Substitutions and Variations

  • Use almond, oat, or soy milk instead of dairy
  • Swap maple syrup with honey or mashed banana
  • Add a dash of vanilla or nutmeg for extra flavor
  • Stir in some chopped walnuts or raisins after blending for texture

Make Ahead Tips

You can blend the batter and store it in the fridge overnight. Just stir it before using. Leftover pancakes freeze well—layer between parchment paper and freeze in a zip-top bag.

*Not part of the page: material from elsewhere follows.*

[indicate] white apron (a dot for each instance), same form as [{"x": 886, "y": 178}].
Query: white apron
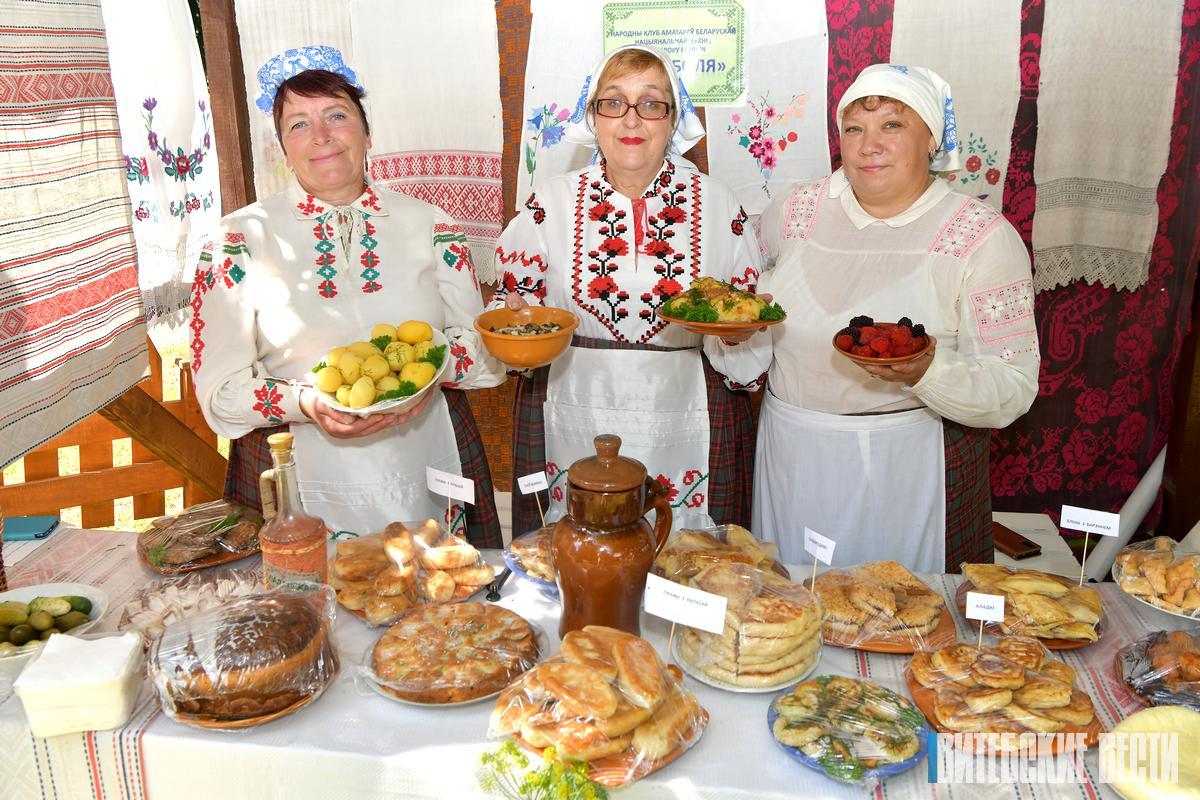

How to Make Healthy Oatmeal Apple Pancakes

Step 1: Add Ingredients to Blender

Add 1 cup rolled oats, 1/2 grated apple, 1/2 cup milk, 1 egg, 1 tbsp maple syrup, 1/2 tsp cinnamon, 1/2 tsp baking powder, and a pinch of salt to a blender.

Step 2: Blend Until Smooth

Blend everything until the mixture is smooth and creamy, about 30–60 seconds. Let the batter sit for 5 minutes to thicken.

Step 3: Heat the Pan

Heat a nonstick skillet over medium heat and add a little butter or oil.

Step 4: Cook the Pancakes

Pour about 2–3 tablespoons of batter per pancake into the skillet. Cook for 2–3 minutes per side, or until golden brown and cooked through.

Step 5: Serve

Stack pancakes on a plate and top with apple slices, maple syrup, and a pinch of cinnamon if you like.

Healthy Oatmeal Apple Pancakes

Leftovers and Storage

Store leftover pancakes in an airtight container in the fridge for 3 days, or freeze in a single layer. Reheat in a toaster or skillet.

Macros Information (per serving, approx.)

  • Calories: 290
  • Protein: 9g
  • Carbs: 38g
  • Fat: 11g
  • Fiber: 4g
  • Sugar: 9g

Why This Recipe Works (Quick Science)

The oats act like flour when blended, giving structure without needing wheat. The grated apple keeps the pancakes moist and adds natural sweetness. Baking powder gives a bit of lift, and letting the batter rest helps the oats absorb liquid and thicken up.

Common Mistakes

  • Not letting the batter rest—can lead to thin pancakes
  • Overheating the pan, which burns the outside before the inside is done
  • Using too much oil or butter—just a little is enough
  • Flipping too early—wait for bubbles and firm edges

What to Serve With

  • Maple syrup or honey
  • Sliced apples or bananas
  • Plain yogurt or Greek yogurt
  • Nut butter for extra protein
  • A warm chai or coffee on the side

FAQ

Can I use quick oats?
Yes, they work fine since they blend up easily.

Can I skip the egg?
You can use a flax egg (1 tbsp flaxseed + 3 tbsp water) as a substitute.

What kind of apple works best?
Honeycrisp, Fuji, or Gala are great—sweet and not too watery.

Can I double the recipe?
Absolutely! Just blend in batches if needed.

Is the batter supposed to be thick?
Yes, it should be thick but pourable. Letting it sit helps thicken it more.